柳子夜挑挑眉,揶揄道:“小女子为人疏懒,恐家中酒食无多。”

“无妨,巧儿,你且去拿些酒食来,今日不醉不归。”乔雨竹是铁了心不想走。

“也罢,那就恭敬不如从命了。”

晚风微拂,二人对月而饮。

“柳姑娘,敢问仙乡何处?”乔雨竹浅酌一口。

“忘了,自幼漂泊,四海为家。”

乔雨竹更加欣喜,无依无靠之人才更适合加入圣教,不过么,这女子的来历还得再仔细推敲一番。

“柳姑娘不曾有过意中人?”

“不曾,茕茕孑立,孤芳自赏。”

乔雨竹莞尔一笑:“柳姑娘不必如此,你又不是国子监的学究,我也不是太学的书生。”

“你问的却和那些书生一样。”

乔雨竹一噎,旁边的巧儿也低头偷笑,在圣教,很少有人能让小姐吃瘪。

乔雨竹却也笑了起来,有趣,她和那些人不一样,自己突然又不想让她加入圣教了,她怕她以后也会变得那么无趣。

一杯酒已然见底,乔雨竹桃花眼愈发朦胧,她有些寂寥地看着眼前的人儿:“柳姑娘,我好羡慕你呢,无依无靠,无牵无挂。”

“这未见得是什么好事。说实话,我也有点想家了…”柳子夜少有的想起了从前,她看着杯中酒,三千青丝遮住了容颜。

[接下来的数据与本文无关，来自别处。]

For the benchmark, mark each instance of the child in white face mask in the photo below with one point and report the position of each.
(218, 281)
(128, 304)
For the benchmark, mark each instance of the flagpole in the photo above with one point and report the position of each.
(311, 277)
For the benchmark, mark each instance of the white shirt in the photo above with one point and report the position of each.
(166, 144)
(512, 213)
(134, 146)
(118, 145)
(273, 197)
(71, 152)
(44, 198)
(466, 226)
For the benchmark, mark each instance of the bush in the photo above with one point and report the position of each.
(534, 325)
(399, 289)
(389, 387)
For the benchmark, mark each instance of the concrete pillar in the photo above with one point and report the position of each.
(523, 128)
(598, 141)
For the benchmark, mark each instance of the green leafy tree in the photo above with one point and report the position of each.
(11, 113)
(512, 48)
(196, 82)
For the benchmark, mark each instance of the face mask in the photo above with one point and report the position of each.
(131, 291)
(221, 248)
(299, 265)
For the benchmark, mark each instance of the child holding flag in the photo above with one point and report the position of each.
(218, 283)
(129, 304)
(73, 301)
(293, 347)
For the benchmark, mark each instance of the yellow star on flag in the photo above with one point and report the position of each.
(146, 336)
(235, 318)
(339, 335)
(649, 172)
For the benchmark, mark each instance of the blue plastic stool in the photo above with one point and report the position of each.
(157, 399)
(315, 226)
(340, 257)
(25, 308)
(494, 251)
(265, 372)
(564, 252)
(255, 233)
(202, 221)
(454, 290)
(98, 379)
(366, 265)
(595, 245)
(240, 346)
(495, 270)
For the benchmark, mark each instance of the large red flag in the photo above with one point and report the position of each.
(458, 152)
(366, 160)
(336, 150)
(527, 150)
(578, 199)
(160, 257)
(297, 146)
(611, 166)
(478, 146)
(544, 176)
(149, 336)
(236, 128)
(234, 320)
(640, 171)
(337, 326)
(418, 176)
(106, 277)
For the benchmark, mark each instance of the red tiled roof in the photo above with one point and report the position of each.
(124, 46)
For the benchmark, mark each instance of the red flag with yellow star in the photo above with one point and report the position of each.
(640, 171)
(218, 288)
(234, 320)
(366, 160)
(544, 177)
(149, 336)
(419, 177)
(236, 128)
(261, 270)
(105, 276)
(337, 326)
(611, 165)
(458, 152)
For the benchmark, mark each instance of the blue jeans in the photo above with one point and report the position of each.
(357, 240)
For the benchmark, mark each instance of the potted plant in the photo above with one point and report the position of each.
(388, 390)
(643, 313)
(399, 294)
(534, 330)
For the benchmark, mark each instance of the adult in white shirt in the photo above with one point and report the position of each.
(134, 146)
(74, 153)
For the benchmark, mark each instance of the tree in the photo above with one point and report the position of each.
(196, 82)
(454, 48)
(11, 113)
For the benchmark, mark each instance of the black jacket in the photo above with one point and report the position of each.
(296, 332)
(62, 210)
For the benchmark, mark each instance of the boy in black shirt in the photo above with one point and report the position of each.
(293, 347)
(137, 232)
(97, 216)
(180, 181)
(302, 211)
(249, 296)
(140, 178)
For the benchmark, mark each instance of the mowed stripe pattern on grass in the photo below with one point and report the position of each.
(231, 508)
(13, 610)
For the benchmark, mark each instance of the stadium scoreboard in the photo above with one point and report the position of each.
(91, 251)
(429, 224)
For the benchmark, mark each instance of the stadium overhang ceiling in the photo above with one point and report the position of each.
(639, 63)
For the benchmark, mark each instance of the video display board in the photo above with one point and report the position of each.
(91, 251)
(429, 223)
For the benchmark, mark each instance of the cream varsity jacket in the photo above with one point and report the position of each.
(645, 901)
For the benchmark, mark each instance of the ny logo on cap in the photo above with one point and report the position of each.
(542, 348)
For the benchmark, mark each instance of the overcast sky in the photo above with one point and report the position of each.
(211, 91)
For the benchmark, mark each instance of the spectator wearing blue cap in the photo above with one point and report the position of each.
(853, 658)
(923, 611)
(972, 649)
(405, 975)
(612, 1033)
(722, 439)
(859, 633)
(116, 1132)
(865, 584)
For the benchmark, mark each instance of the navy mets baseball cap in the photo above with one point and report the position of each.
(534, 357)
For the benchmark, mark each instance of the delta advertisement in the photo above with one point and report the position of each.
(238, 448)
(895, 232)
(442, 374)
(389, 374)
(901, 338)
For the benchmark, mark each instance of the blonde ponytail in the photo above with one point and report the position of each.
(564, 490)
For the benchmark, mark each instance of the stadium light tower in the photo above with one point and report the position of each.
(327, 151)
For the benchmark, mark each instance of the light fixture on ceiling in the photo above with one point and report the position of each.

乔雨竹见气氛有些消沉,美目流转,临时起意:“柳姑娘风姿绰约,既可否舞上一曲?”

“也罢,既吃了你的酒食,我也无以为报,即兴一舞而已。”

柳子夜也有几分酒意,便赤着足轻舞起来。虽然脚步微微虚浮,但仍旧曼妙动人。

起舞弄清影,何似在人间。

佳人对月而舞,乔雨竹看的有些痴了。她也起身,与柳子夜共舞。二人身影时而交错,时而分隔,正如天上的月,阴晴圆缺。

一曲罢了,柳子夜正欲落座,突然脚步不稳,向前栽倒。

香风来袭,温暖的怀抱接住了她。

柳子夜抬起头,正对上那醉眼朦胧的桃花眼。

乔雨竹正欲调笑一番,却看到怀中女子眼底的寂寥与孤独,怔住了。

“多谢乔姑娘相救。”柳子夜道了谢,挣开了她。果然会武功呢。

“客气。我粗通一点武艺,今日却派上用场。”

“在下不胜酒力,还请乔姑娘海涵,改日我们再同饮吧。”酒也喝了,舞也跳了,人都给你抱了,也该散场了。

“今日尽兴矣,巧儿,帮柳姑娘收拾下。”

巧儿诺了一声,乖乖去收拾。

“不必了,我自己收拾得来。”柳子夜巴不得她们快走。

“无妨。”

柳子夜突然心血来潮:“这酒甚是香醇,乔姑娘可否送我一些?”

“无妨,明日让巧儿送几坛来。”

“多谢。”

“你我何必客气。”

柳子夜微微一顿,却没有说话。

巧儿很快便收拾完毕,主仆二人也回到府邸,热闹的院子再次寂静下来。

……

“王进,己亥年正月,你骗取歌伎林婉儿四百两白银,可有此事?”公堂之上,孟别情不怒自威。

“大人,小的冤枉!那叶娘谋财害命不成,含血喷人,小的根本就不认识那林婉儿,更没有骗她银两!”王进悲愤激昂,仿佛自己真的是被冤枉一般。

“再说了,孟大人,你可有证据啊?凭一个死人的话就定小的罪,那小的也去寻了短见,遗言你孟大人加害于我,那岂不是要定你的罪?”

“王进,不得狡辩!是非曲直,本官自有论断。”一道年轻却威严的声音传来,正是那府尹顾大人。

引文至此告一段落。